Zaugg, Jonas; Huang, Xiao; Ziegler, Fabian; Rubin, Matthias; Graff, Julien; Müller, Jennifer; Moser-Hässig, Ruedi; Powell, Theresa; Gertsch, Jürg; Altmann, Karl-Heinz; Albrecht, Christiane.
Afiliación
  • Zaugg J; Institute of Biochemistry and Molecular Medicine, Faculty of Medicine, University of Bern, Bern, Switzerland.
  • Huang X; Swiss National Centre of Competence in Research (NCCR) TransCure, University of Bern, Bern, Switzerland.
  • Ziegler F; Institute of Biochemistry and Molecular Medicine, Faculty of Medicine, University of Bern, Bern, Switzerland.
  • Rubin M; Swiss National Centre of Competence in Research (NCCR) TransCure, University of Bern, Bern, Switzerland.
  • Graff J; Institute of Biochemistry and Molecular Medicine, Faculty of Medicine, University of Bern, Bern, Switzerland.
  • Müller J; Swiss National Centre of Competence in Research (NCCR) TransCure, University of Bern, Bern, Switzerland.
  • Moser-Hässig R; Institute of Biochemistry and Molecular Medicine, Faculty of Medicine, University of Bern, Bern, Switzerland.
  • Powell T; Swiss National Centre of Competence in Research (NCCR) TransCure, University of Bern, Bern, Switzerland.
  • Gertsch J; Swiss National Centre of Competence in Research (NCCR) TransCure, University of Bern, Bern, Switzerland.
  • Altmann KH; Institute of Pharmaceutical Sciences, Department of Chemistry and Applied Biosciences, ETH Zurich, Zurich, Switzerland.
  • Albrecht C; Swiss National Centre of Competence in Research (NCCR) TransCure, University of Bern, Bern, Switzerland.
J Cell Mol Med ; 24(21): 12681-12693, 2020 11.

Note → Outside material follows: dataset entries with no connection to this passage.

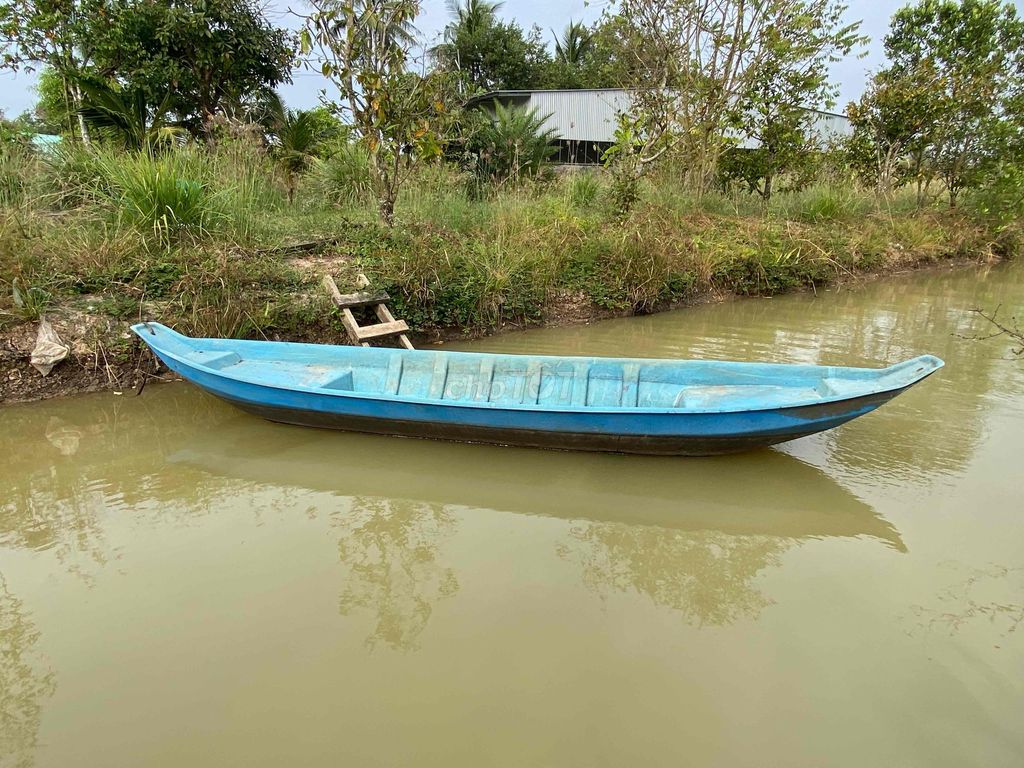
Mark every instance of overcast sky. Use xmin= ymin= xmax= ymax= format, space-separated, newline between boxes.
xmin=0 ymin=0 xmax=1024 ymax=117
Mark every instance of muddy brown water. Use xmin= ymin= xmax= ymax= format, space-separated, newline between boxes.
xmin=0 ymin=265 xmax=1024 ymax=768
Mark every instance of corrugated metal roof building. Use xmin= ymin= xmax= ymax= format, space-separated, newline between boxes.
xmin=467 ymin=88 xmax=853 ymax=164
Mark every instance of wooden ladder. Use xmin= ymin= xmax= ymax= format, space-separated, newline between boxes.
xmin=324 ymin=273 xmax=415 ymax=349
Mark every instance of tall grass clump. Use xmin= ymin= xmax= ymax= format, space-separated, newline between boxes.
xmin=768 ymin=184 xmax=874 ymax=223
xmin=100 ymin=152 xmax=226 ymax=248
xmin=312 ymin=139 xmax=373 ymax=207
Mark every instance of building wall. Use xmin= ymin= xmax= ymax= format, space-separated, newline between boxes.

Article en En | MEDLINE | ID: mdl-33001560
ABSTRACT
The placenta supplies the foetus with critical nutrients such as essential amino acids (AA, eg leucine) for development and growth. It also represents a cellular barrier which is formed by a polarized, differentiated syncytiotrophoblast (STB) monolayer. Active Na+ -independent leucine transport across the placenta is mainly attributed to the System L transporters LAT1/SLC7A5 and LAT2/SLC7A8. This study explored the influence of trophoblast differentiation on the activity of LAT1/LAT2 and the relevance of LAT1/LAT2 in leucine uptake and transfer in trophoblasts by applying specific small molecule inhibitors (JPH203/JG336/JX009). L-leucine uptake (total dose = 167 µmol/L) was sensitive to LAT1-specific inhibition by JPH203 (EC50  = 2.55 µmol/L). The inhibition efficiency of JPH203 was increased by an additional methoxy group in the JPH203-derivate JG336 (EC50  = 1.99 µmol/L). Interestingly, JX009 showed efficient System L inhibition (EC50  = 2.35 µmol/L) and was the most potent inhibitor of leucine uptake in trophoblasts. The application of JPH203 and JX009 in Transwell® -based leucine transfer revealed LAT1 as the major accumulative transporter at the apical membrane, but other System L transporters such as LAT2 as rate-limiting for leucine efflux across the basal membrane. Therefore, differential specificity of the applied inhibitors allowed for estimation of the contribution of LAT1 and LAT2 in materno-foetal AA transfer and their potential impact in pregnancy diseases associated with impaired foetal growth.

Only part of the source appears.